The Star of Bethlehem

Now I’m not going to get into a whole big astronomical ‘thing’ about the what, when, where and why of the star that led the magi to Jesus. I’ll leave that to others. Whether it was a one-time miraculous stellar event or the result of eons of God’s precise planning that brought planets and stars together, I’m not here to say.

I believe that the creator of all things, in his divine wisdom, wanted to get the attention of ancient scholars, sky gazers from the east.  He wanted to introduce them to the child King of Kings and Lord of Lords. So in the fullness of time this celestial event took place and motivated these magi to travel to find Jesus. And they did.  And they brought him gifts and they worshipped him.  

So why am I bringing this up so many days before Epiphany, January 6, when all of this is usually celebrated? You see, one of the ideas about the ‘star’ is that there was a conjunction of planets and/or a bright star. When they all came together the result was a remarkably bright object in the sky which caught the attention of these night sky observers. Again, why am I bringing this up?

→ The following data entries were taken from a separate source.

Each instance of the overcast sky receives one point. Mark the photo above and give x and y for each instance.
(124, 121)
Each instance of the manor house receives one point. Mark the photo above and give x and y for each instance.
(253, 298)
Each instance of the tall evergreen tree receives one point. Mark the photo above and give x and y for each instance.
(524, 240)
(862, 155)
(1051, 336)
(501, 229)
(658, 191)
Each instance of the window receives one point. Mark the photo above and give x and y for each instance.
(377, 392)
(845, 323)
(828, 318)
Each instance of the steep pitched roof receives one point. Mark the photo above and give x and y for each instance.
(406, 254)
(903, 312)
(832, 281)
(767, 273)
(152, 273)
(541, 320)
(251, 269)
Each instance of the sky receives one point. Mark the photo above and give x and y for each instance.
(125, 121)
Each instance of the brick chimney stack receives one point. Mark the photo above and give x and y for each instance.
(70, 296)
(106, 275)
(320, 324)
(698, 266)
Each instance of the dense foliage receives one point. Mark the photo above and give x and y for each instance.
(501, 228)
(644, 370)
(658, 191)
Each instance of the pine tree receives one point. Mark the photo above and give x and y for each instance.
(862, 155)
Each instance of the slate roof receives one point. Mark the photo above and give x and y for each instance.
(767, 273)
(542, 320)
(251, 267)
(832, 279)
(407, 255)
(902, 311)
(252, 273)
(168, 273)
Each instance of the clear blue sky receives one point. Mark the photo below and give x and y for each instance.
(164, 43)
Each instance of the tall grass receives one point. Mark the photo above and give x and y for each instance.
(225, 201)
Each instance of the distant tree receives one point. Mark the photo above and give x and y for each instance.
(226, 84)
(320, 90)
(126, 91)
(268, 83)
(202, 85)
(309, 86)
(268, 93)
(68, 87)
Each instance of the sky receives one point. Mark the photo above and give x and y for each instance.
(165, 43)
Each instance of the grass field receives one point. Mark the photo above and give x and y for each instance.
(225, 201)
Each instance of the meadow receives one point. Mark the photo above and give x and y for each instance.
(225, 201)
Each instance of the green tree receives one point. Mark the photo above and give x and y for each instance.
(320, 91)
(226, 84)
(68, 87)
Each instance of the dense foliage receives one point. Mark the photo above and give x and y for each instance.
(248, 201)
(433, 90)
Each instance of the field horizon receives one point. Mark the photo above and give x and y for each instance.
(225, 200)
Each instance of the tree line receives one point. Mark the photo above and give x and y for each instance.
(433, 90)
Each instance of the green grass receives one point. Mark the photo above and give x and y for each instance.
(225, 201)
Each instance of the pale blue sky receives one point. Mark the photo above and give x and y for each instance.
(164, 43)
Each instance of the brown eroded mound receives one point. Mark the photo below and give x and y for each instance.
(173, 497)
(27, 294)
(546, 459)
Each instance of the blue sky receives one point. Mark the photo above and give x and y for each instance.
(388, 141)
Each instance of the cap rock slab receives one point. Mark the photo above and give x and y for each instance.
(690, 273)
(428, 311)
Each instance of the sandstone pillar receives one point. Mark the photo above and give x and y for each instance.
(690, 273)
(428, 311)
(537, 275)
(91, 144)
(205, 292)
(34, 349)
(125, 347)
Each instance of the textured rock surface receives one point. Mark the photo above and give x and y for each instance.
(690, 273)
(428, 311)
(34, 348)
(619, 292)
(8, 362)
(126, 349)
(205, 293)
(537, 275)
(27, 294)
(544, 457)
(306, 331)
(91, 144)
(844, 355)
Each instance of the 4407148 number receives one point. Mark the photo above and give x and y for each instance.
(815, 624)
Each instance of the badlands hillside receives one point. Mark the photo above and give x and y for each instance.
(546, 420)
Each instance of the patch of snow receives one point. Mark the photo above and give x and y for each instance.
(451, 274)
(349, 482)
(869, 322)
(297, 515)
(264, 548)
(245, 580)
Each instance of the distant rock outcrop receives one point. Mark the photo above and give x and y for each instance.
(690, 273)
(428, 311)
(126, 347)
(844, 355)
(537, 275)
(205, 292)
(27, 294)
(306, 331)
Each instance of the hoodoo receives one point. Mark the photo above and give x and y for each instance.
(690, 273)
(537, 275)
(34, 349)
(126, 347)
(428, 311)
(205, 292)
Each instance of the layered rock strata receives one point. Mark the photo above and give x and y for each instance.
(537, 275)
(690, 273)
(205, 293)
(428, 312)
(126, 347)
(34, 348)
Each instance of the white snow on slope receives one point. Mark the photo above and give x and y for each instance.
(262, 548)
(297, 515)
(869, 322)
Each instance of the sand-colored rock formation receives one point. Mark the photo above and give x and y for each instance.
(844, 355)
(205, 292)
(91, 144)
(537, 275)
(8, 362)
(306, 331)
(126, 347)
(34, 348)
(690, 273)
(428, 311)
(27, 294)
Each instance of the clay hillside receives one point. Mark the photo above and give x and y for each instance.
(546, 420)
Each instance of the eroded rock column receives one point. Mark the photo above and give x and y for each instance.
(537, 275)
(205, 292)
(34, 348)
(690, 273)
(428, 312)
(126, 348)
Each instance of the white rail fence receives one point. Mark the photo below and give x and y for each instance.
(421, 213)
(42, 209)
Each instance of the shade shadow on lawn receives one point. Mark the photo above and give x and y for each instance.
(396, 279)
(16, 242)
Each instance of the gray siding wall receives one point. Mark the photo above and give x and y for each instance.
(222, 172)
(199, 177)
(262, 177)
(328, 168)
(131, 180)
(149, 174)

It just so happens that in a few days, December 21, 2020, to be precise, there will be a conjunction of Saturn and Jupiter, just before sunset, in the southwest sky. The two bright planets, ‘wanderers’ as they were called back then, will come together and appear as one really bright object.  It should be quite a sight if you are favored with clear skies, an unobstructed view and catch it at the right time. 

Now I’m not suggesting that after seeing this conjunction that you hop on the nearest camel and head to Bethlehem and look for Jesus.  However, it just might be a good time to give some credit to God the creator for the gift of his remarkable world.

Oh, and as for looking for Jesus… he’s not that far away. He’s called Immanuel, God with us, after all. Today’s gift, to be sure!